The PAW Plan Could End Euthanasia In Pet Shelters, and Here’s How It Works
Former San Antonio mayor and Housing and Urban Development secretary Julian Castro has a plan to end euthanasia in shelters, as well as making shelter stays more comfortable for the pets that wind up there.
Castro disclosed his plan, “PAW: Protecting Animals and Wildlife,” to HuffPost. The PAW plan also outlines reclassifying animal cruelty cases as a federal crime, prohibiting the use of animals in cosmetics testing, banning the ownership of lions, tigers and other big cats, and setting minimum space requirements for animals on farms.
Castro’s plan stands out as the only animal welfare plan introduced by candidates in the running for the 2020 presidential election. A proposed Local Animal Communities Grant Program will bring $40 million in federal funding to the PAW plan, earmarked for vaccinating, spaying and neutering animals, HuffPost reports, as well as efforts to promote animal adoption.
The presidential candidate asserts that the PAW plan would “improve the treatment of animals around the country and the world, and undo Donald Trump’s damage.”
“The president does not care about animals and his cruel actions prove it,” Castro wrote. “He has put corporate profits over living creatures and individual fortunes over our future.”
Millions of shelter animals end up being euthanized every year. There are between 30 and 40 million “community cats” in the United States, and only about 2% are spayed or neutered. The harsh reality is, shelters are forced to euthanize millions of these animals due to lack of funding.
The PAW plan would alleviate the pressure on shelters to put healthy pets down by creating 3 million new “pet-friendly” affordable housing units over 10 years, to “ensure pets belonging to homeless individuals seeking refuge are not prohibited entry.”
Castro has also voiced support for the PACT (Preventing Animal Cruelty and Torture) Act. Introduced in 2019, the PACT Act would elevate any manner of animal cruelty on federal property to a federal crime, not just fighting and filming acts of cruelty, as is currently referenced in federal law.

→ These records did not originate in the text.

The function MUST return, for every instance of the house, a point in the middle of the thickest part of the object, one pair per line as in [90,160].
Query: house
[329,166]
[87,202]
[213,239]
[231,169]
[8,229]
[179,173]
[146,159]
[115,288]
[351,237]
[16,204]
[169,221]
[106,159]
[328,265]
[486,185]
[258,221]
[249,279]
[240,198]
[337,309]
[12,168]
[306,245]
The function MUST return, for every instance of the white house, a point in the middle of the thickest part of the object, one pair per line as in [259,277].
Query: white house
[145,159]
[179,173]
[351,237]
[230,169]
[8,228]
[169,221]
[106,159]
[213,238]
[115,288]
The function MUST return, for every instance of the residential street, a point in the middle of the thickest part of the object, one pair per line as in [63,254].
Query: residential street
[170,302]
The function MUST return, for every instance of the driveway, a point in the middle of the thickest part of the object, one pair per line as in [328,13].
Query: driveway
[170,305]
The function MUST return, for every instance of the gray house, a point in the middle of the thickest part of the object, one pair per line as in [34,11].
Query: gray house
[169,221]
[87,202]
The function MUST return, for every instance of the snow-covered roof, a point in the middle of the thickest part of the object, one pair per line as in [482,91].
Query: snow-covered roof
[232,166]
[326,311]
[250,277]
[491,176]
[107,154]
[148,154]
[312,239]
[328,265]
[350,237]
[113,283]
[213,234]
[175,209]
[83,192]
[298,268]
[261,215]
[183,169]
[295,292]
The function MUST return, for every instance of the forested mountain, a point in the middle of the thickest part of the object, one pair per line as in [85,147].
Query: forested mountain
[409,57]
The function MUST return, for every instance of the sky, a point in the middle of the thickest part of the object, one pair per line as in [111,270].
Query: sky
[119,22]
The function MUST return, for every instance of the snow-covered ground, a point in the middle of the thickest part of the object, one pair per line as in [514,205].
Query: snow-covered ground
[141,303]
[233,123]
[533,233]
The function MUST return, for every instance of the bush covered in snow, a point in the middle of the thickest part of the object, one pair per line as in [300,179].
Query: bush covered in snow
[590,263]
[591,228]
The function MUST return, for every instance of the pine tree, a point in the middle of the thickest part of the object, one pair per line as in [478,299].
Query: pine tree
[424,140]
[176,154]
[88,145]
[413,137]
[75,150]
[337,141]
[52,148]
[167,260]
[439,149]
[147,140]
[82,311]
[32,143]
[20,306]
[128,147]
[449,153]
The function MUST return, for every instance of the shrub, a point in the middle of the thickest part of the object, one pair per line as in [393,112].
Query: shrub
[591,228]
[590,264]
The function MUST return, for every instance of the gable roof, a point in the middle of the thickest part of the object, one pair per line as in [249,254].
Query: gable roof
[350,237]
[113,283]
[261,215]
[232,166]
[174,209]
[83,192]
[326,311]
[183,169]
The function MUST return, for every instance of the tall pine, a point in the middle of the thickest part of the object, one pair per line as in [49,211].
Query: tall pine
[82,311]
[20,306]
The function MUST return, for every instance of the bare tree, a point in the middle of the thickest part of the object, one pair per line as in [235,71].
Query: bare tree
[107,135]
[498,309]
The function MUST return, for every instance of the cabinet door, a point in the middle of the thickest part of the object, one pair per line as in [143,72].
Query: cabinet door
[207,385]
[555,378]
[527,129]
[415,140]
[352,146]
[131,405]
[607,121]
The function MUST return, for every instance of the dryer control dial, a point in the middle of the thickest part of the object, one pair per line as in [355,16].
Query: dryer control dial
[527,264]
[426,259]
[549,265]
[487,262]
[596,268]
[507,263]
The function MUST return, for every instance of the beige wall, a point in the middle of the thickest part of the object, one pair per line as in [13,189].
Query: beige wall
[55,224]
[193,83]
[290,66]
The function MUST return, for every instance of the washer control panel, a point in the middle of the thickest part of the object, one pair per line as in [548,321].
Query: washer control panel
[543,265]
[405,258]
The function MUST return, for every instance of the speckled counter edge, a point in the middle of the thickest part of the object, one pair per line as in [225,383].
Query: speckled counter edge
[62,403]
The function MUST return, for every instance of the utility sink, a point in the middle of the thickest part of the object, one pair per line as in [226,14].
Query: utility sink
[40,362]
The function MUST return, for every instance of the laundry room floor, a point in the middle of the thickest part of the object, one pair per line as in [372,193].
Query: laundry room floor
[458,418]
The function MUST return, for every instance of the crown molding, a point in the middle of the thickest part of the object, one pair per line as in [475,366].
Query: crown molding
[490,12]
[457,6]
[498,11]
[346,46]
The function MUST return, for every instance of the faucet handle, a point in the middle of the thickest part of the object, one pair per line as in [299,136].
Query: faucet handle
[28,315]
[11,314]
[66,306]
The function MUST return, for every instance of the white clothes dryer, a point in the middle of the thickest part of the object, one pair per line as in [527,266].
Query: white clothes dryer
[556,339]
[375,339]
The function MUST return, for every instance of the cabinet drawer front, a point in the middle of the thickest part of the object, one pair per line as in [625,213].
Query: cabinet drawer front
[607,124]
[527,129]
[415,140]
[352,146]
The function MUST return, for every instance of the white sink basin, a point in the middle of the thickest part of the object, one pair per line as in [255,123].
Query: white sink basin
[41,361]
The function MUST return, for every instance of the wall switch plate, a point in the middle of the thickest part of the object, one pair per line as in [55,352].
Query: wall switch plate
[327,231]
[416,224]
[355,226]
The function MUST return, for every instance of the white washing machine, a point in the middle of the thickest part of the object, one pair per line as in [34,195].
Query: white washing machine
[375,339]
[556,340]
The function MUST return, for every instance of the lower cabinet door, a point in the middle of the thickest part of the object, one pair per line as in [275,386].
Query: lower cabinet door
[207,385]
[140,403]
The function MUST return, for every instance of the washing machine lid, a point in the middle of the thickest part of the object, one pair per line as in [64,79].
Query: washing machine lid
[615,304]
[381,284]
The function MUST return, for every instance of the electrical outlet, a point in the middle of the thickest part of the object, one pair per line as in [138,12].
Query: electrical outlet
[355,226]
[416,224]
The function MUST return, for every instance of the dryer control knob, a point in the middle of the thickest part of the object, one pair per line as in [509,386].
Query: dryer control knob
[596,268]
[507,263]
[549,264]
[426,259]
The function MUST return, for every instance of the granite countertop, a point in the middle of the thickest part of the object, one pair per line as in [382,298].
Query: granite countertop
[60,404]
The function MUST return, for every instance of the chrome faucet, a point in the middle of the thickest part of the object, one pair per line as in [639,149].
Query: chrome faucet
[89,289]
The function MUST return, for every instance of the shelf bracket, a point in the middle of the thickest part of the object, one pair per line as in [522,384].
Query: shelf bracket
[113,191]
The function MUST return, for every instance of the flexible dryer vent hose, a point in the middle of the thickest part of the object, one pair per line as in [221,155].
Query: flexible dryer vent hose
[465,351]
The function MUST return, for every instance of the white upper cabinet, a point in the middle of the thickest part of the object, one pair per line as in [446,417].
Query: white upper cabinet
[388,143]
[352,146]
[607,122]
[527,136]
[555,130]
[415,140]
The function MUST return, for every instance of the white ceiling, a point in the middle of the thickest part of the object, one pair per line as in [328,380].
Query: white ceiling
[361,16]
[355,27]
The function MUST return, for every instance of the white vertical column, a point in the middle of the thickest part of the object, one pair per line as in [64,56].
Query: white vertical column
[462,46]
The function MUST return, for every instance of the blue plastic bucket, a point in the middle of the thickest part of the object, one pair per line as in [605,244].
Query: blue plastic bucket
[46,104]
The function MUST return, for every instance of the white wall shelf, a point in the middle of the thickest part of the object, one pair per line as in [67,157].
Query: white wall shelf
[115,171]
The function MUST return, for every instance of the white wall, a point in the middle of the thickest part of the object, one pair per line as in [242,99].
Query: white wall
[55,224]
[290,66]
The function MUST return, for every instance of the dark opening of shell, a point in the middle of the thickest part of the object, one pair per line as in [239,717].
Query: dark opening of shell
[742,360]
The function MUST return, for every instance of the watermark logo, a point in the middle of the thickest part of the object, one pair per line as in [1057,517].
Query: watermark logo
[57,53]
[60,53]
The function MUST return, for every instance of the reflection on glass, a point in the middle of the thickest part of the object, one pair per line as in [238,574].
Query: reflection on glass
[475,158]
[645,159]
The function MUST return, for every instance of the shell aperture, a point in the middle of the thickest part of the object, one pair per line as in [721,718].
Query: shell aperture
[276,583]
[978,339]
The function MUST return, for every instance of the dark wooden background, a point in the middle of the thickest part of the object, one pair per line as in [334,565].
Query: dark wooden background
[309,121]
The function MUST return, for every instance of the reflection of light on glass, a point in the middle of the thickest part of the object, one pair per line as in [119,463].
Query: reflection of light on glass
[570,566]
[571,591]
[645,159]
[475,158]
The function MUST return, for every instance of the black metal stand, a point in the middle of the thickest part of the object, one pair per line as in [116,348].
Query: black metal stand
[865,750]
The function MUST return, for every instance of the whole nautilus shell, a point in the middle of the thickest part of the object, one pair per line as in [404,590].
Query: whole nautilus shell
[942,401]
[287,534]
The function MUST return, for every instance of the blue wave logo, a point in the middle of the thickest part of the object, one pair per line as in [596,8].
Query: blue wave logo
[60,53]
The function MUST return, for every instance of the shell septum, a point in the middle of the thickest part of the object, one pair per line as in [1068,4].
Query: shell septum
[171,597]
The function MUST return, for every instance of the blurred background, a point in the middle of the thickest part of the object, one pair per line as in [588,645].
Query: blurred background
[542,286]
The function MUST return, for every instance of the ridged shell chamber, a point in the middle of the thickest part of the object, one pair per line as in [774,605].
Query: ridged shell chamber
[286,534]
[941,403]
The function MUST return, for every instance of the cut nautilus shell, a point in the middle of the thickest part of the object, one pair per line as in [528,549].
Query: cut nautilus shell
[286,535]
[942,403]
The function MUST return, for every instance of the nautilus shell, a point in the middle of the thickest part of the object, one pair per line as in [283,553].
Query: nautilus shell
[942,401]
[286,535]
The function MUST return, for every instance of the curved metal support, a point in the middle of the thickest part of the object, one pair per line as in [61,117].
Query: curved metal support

“I believe that we can do better at advancing animal welfare and protecting endangered species from extinction,” Castro states in the PAW plan. “In my hometown of San Antonio, we’ve improved from a place that killed more pets per capita than anywhere in America to achieving a no-kill status in less than a decade. This type of rapid transformation was made possible by a concerted community effort, funding by public, private, and non-profit partners, and being ambitious with our goals.
“Our plan to advance animal welfare is not only the right thing to do, but will improve people’s lives through responsible pet ownership and a more sustainable agricultural system.”